Abstract: Interdisciplinary collaborations have generated huge impact to society. In particular, with the rapid development of online open source social platforms, many software product have been developed by people from different domains. However, it is often hard for people to establish such cross-domain collaborations. What are the patterns of cross-domain collaborations? How do those collaborations form? Can we predict this type of collaborations?Cross-domain collaborations exhibit very different patterns compared to traditional collaborations in the same domain: 1) sparse connection: cross-domain collaborations are rare; 2) complementary expertise: cross-domain collaborators often have different expertise and interest; 3) topic skewness: cross-domain collaboration topics are focused on a subset of topics. All these patterns violate fundamental assumptions of traditional recommendation systems. In this talk, I will analyze the cross-domain collaboration data from research publications and confirm the above patterns. We propose the Cross-domain Topic Learning (CTL) model to address these challenges. We compare CTL with several baseline approaches on large publication datasets from different domains. CTL outperforms baselines significantly on multiple recommendation metrics.

Bio: Jie Tang is an associate professor with Department of Computer Science and Technology, Tsinghua University. His interests include social network analysis, data mining, and machine learning. He published more than 100 journal/conference papers and holds 10 patents. He served as PC Co-Chair of WSDM'15, ASONAM'15, ADMA'11, SocInfo'12, KDD-CUP Co-Chair of KDD'15, Poster Co-Chair of KDD'14, Workshop Co-Chair of KDD'13, Local Chair of KDD'12, Publication Co-Chair of KDD'11, and as the PC member of more than 50 international conferences. He is the principal investigator of National High-tech R&D Program (863), NSFC project, Chinese Young Faculty Research Funding, National 985 funding, and international collaborative projects with Minnesota University, IBM, Google, Nokia, Sogou, etc. He leads the project Arnetminer.org for academic social network analysis and mining, which has attracted millions of independent IP accesses from 220 countries/regions in the world. He was honored with the CCF Young Scientist Award, NSFC Excellent Young Scholar, and IBM Innovation Faculty Award.

 


Jian-Guang Lou, Software Analytics Group

Service Analytics: An Experience Report

Abstract: As online services become more and more popular, service quality management has become a critical task that aims to minimize the service downtime and to ensure high quality of the provided services. In practice, service management is conducted through analyzing a huge amount of monitoring data collected at runtime of a service. Such data-driven incident management faces several significant challenges such as the large data scale, complex problem space, and incomplete knowledge. To address these challenges, we carried out two-year software-analytics research where we designed a set of novel data-driven techniques and developed a set of industrial system, e.g., Service Analysis Studio (SAS), targeting real scenarios in large-scale online services of Microsoft. The techniques have been deployed to worldwide product datacenters and widely used by on-call engineers for service management. This talk shares our experience about using software analytics to solve engineers¡¯ pain points in service management, the developed data-analysis techniques, and the lessons learned from the process of research development and technology transfer.

Bio: Jian-Guang Lou is now a researcher in Software Analytics Group, Microsoft Research.

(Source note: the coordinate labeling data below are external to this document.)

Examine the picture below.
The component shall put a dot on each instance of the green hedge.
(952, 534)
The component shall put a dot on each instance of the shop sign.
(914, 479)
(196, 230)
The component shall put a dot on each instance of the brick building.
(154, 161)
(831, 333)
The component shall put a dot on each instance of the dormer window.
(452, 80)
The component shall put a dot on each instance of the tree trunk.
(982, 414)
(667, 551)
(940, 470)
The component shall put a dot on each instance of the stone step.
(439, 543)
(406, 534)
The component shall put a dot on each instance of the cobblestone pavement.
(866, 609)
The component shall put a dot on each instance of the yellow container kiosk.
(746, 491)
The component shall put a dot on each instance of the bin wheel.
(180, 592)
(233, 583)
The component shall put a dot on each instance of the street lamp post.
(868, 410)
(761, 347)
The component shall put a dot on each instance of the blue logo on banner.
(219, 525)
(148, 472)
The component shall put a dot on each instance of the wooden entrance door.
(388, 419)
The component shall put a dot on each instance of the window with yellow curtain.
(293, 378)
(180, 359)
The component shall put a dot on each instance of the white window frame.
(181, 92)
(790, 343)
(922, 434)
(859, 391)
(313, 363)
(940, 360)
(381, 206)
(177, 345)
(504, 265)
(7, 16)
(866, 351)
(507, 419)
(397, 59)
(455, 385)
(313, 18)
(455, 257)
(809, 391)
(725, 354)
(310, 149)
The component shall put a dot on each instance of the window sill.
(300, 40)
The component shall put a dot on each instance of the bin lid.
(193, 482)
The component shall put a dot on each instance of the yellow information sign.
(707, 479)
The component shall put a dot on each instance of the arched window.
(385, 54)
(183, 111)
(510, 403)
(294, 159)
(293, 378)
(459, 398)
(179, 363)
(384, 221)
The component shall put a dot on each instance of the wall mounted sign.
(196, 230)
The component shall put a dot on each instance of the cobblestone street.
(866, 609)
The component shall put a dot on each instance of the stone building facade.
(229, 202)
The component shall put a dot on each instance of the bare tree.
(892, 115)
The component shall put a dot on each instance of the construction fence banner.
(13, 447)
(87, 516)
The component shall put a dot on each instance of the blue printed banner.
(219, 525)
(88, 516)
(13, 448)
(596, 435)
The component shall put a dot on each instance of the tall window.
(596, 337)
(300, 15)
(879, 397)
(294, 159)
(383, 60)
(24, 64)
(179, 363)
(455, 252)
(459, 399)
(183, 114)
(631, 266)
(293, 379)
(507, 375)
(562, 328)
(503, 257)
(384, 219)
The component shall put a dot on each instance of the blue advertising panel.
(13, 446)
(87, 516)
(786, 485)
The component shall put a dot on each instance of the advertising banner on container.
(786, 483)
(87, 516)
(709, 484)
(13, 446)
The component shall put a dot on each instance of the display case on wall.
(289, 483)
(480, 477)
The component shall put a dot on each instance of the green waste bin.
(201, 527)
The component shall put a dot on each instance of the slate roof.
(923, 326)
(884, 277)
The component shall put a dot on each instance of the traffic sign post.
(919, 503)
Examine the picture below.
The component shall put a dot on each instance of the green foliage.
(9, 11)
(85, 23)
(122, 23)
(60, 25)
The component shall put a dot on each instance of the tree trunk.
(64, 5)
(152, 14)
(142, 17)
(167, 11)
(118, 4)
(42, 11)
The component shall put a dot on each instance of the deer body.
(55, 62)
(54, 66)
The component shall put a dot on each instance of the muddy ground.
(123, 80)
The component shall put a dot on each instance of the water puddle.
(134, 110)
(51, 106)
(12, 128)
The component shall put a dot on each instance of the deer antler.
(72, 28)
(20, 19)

Before he joined Microsoft Research in Sep. 2003., he obtained my Ph.D degree in the area of video tracking and pattern recognition from Institute of Automation, Chinese Academic of Sciences in 2003 , and Master degree from Zhejiang University in 2000 respectively. During the past decade, he has worked on a series of cross-discipline projects including multi-view video systems (multi-view video capturing, compressing and streaming over IP network), peer-to-peer streaming systems, and data mining for software systems. Recently, he mainly focused on the research of service analytics to help on-line service engineers to improve their daily productivity. Many of his works have been applied and deployed in Microsoft for online service management.